①福祉に取り組んでいる宝山寺

帰路は自動車が走る一般道を歩いて下って行くことにしました。その理由は、宝山寺が宝山寺福祉事業団というものを作って社会福祉に積極的に取り組んでいることを知り、その場所を訪ねてみたいと思っていたからです。

最初に鉄筋コンクリート造りの大きな梅寿荘という老人ホームがありました。事業団の施設の1つです。そこで事業団の本部のあり場所を聞いて、さらに道を下って行くと事業団の施設の行先表示板があり、施設の配置図看板が建っていました。

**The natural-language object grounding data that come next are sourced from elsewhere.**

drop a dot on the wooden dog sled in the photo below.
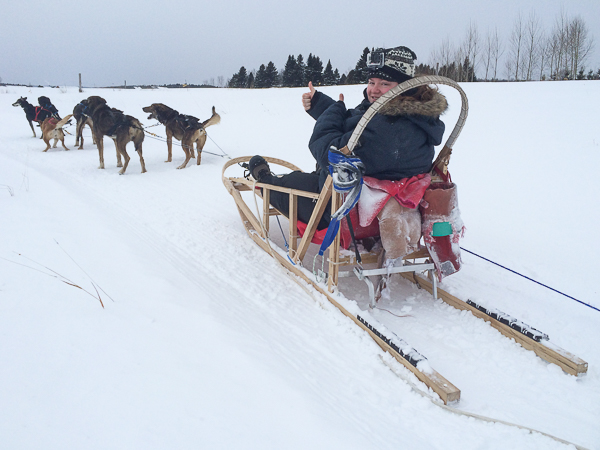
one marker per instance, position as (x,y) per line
(418,263)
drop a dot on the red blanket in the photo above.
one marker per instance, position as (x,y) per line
(376,193)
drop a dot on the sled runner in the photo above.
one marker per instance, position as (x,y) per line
(437,258)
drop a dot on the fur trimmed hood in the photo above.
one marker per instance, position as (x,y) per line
(428,102)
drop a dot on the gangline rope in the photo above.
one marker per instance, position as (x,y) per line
(528,278)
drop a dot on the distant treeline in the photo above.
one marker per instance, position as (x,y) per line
(529,53)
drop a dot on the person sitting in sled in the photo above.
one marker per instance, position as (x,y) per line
(396,148)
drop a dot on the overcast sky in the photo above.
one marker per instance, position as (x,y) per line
(161,42)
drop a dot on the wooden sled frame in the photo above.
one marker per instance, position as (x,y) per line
(258,230)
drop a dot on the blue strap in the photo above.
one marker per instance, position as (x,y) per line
(347,173)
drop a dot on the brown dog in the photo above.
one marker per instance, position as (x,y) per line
(52,129)
(187,129)
(120,127)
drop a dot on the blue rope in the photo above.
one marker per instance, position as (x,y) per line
(530,279)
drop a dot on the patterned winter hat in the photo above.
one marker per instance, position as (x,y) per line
(392,64)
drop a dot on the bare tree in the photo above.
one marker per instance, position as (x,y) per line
(516,45)
(469,52)
(579,46)
(492,52)
(531,48)
(443,57)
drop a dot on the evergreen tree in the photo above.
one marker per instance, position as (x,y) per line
(300,75)
(290,71)
(336,77)
(328,76)
(271,75)
(260,81)
(314,70)
(351,78)
(360,71)
(239,79)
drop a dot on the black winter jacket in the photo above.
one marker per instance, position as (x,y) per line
(397,143)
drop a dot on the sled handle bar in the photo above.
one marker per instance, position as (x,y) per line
(403,87)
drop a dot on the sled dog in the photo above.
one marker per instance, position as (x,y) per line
(111,122)
(52,129)
(187,129)
(33,113)
(81,114)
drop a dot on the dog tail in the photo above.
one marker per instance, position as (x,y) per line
(63,121)
(214,120)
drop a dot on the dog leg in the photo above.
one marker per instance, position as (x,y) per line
(126,158)
(169,146)
(79,134)
(47,141)
(185,144)
(119,162)
(62,141)
(100,145)
(138,148)
(200,144)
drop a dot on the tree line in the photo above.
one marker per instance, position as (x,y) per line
(528,53)
(297,73)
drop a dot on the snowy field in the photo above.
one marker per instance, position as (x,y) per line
(204,342)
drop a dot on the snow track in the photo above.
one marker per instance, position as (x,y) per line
(220,339)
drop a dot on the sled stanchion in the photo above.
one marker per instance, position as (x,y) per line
(334,249)
(314,220)
(293,218)
(567,361)
(266,209)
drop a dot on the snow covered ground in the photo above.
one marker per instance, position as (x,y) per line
(203,342)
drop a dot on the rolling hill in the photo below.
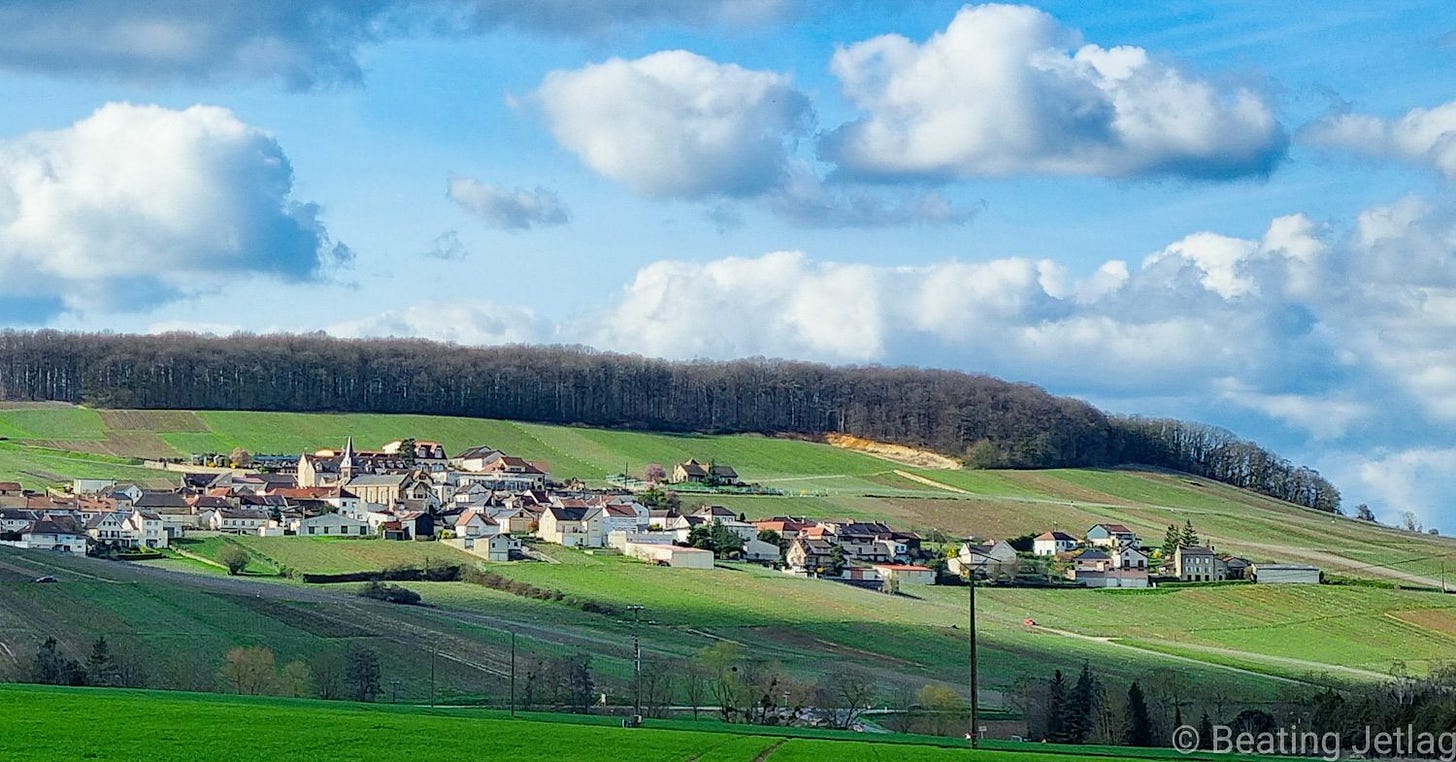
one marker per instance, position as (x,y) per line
(1247,641)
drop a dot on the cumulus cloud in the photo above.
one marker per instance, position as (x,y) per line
(514,209)
(460,322)
(1421,136)
(677,126)
(807,201)
(1183,318)
(1415,480)
(447,246)
(134,206)
(1006,91)
(302,44)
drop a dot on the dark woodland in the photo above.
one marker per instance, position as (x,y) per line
(987,421)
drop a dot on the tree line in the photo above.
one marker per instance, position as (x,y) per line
(990,423)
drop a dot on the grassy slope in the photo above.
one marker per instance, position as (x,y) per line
(58,719)
(1325,625)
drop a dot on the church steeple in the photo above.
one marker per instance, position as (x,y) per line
(347,462)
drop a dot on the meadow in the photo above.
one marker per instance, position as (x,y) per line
(328,555)
(1252,635)
(61,723)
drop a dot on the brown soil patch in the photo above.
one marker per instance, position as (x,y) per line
(153,420)
(897,453)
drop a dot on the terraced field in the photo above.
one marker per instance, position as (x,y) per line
(64,719)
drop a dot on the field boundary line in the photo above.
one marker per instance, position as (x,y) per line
(932,482)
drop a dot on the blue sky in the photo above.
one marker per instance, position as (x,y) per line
(1238,213)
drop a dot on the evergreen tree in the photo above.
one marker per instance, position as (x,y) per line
(361,673)
(1082,707)
(1057,710)
(1137,727)
(1206,732)
(51,666)
(1188,538)
(101,666)
(1171,541)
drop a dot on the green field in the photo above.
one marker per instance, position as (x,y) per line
(329,555)
(54,723)
(1254,638)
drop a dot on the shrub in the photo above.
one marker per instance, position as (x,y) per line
(392,593)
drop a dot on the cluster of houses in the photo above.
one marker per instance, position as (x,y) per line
(487,501)
(481,500)
(1113,555)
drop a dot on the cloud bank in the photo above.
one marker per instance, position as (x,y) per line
(300,44)
(1421,136)
(134,206)
(677,126)
(1008,91)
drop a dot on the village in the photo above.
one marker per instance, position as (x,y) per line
(495,506)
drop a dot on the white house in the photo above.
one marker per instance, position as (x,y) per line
(475,525)
(1053,544)
(1129,557)
(51,536)
(574,526)
(108,528)
(331,525)
(618,517)
(1111,536)
(238,520)
(904,573)
(146,529)
(986,560)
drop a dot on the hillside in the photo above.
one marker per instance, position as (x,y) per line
(1251,643)
(989,421)
(50,442)
(58,717)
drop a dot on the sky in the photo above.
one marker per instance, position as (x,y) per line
(1239,213)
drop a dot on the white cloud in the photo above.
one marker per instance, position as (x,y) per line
(1417,480)
(302,44)
(1421,136)
(137,204)
(514,209)
(1324,417)
(447,246)
(677,126)
(1005,91)
(462,322)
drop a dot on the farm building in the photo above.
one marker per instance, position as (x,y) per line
(904,573)
(1286,574)
(670,555)
(1113,577)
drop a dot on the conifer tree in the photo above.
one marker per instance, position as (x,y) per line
(1137,727)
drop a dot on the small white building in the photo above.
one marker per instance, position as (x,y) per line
(1053,544)
(1286,574)
(670,555)
(904,573)
(331,525)
(51,536)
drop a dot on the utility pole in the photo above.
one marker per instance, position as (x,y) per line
(970,614)
(976,735)
(637,663)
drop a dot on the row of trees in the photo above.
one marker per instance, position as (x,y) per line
(987,421)
(351,675)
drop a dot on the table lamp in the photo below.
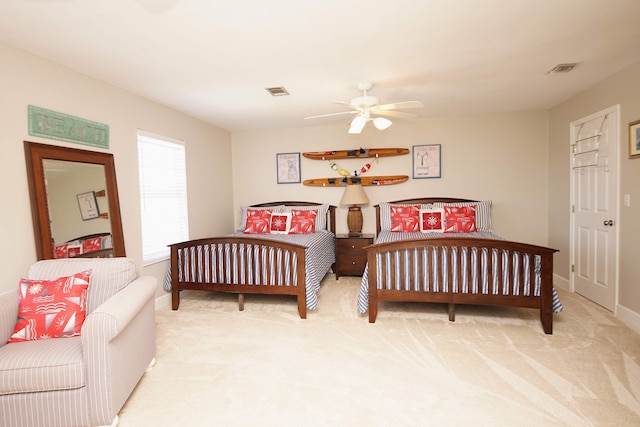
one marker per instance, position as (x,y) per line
(354,196)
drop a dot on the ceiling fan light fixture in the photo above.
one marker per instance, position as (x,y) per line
(382,123)
(357,124)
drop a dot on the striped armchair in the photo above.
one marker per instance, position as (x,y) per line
(85,380)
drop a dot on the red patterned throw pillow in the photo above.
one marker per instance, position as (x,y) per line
(460,219)
(303,221)
(51,308)
(405,218)
(280,223)
(432,220)
(258,221)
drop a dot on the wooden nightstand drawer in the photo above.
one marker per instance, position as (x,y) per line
(352,245)
(351,258)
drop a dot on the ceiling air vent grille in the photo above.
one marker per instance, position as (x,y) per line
(277,91)
(562,68)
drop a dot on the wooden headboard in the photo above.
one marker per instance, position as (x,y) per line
(419,201)
(331,212)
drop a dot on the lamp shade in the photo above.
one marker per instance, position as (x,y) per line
(354,195)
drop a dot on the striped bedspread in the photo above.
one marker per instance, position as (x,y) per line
(319,256)
(461,283)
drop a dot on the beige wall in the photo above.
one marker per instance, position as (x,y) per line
(27,79)
(624,89)
(498,157)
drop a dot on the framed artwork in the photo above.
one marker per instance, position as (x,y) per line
(288,168)
(426,161)
(634,139)
(88,205)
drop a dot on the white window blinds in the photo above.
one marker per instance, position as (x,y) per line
(163,194)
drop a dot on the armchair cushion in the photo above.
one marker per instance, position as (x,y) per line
(40,366)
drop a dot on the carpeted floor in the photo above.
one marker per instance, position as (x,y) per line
(265,366)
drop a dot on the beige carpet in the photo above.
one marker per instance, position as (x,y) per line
(265,366)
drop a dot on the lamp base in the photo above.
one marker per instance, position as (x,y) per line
(354,221)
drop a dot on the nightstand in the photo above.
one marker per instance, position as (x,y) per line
(351,258)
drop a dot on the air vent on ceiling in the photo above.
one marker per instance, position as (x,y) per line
(562,68)
(277,91)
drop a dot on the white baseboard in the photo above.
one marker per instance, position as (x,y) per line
(163,301)
(629,317)
(561,282)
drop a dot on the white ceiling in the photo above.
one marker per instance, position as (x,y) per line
(214,59)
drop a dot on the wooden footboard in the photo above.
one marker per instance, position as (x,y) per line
(462,271)
(241,265)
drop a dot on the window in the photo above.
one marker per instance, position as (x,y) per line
(163,194)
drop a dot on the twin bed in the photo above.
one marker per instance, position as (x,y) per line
(256,261)
(470,266)
(463,265)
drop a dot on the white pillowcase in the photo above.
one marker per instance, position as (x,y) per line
(483,212)
(321,218)
(243,214)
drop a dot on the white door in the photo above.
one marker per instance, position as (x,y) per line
(594,152)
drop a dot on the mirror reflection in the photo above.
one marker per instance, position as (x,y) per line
(78,209)
(74,202)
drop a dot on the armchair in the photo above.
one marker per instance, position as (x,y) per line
(83,380)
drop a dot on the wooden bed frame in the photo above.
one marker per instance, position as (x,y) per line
(186,254)
(519,251)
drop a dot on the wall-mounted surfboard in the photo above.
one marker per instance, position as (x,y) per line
(363,180)
(360,153)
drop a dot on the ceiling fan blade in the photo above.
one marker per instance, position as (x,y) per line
(331,115)
(397,114)
(401,105)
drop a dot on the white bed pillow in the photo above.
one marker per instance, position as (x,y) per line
(243,214)
(321,218)
(483,212)
(385,213)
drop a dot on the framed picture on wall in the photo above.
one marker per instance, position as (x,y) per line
(634,139)
(288,168)
(88,205)
(426,161)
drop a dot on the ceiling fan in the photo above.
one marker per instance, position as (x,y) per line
(366,108)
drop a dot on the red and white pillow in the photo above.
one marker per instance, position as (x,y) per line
(303,221)
(51,308)
(405,218)
(258,221)
(460,219)
(280,223)
(432,220)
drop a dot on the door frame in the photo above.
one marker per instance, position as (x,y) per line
(572,231)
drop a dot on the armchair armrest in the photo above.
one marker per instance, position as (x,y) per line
(9,302)
(118,340)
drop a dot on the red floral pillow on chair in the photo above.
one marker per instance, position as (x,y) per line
(258,221)
(303,221)
(460,219)
(405,218)
(51,308)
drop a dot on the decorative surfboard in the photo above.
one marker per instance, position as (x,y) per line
(363,180)
(355,154)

行先表示板に従い、メインの道路から離れて細くなった道を行くと、そこは「福祉の郷」とも呼ぶべきエリアになっていました。種々の福祉施設の建物に囲まれ、私は感動し言葉が発せられませんでした。福祉事業団の法人本部、児童養護施設、老人の在宅介護支援センター、児童発達支援センター、乳児院、乳児保育園などです。

昭和21年(1946年)に宝山寺が生活困窮者生活援護施設を開設し、当初定員15名の世話をしたのがこの事業団の始まりとのことです。真言律宗は宗祖が興正菩薩と呼ばれる叡尊であり、その「苦しんでいる人を助ける」という思想が現代において実践されているのです。寺院と福祉との関係について非常に考えさせられました。

②歩き疲れて食べる「宝”多餅」

歩き疲れた私は生駒山ケーブルの軌道を横断して商店街に戻りました。商店街にある幾世屋という和菓子屋で「宝”多餅」を食べるためです。「ぼたもち」と読みます。このネーミングが素晴らしいと思いました。宝山寺へお参りして食べる餅。宝がいっぱいの幸せな餅。宝(ほう)に濁点が打ってあって「ぼ」と読むのが良いアイデアです。

宝”多餅は、普通の和菓子屋さんのおはぎの3個分以上あるのではと思う大きさで、食べ応えがあります。抹茶が振りかけてあるのが特徴で、餡の甘さが控えめなため、大きくても残さず食べられます。

宝”多餅を食べてお茶を飲みながら、宝山寺は深山幽谷の趣を持つ寺の顔と、宗祖の考えを引き継いで一所懸命に福祉に取り組んでいる寺の顔と、2つを持っているところだなぁと考えに耽りました。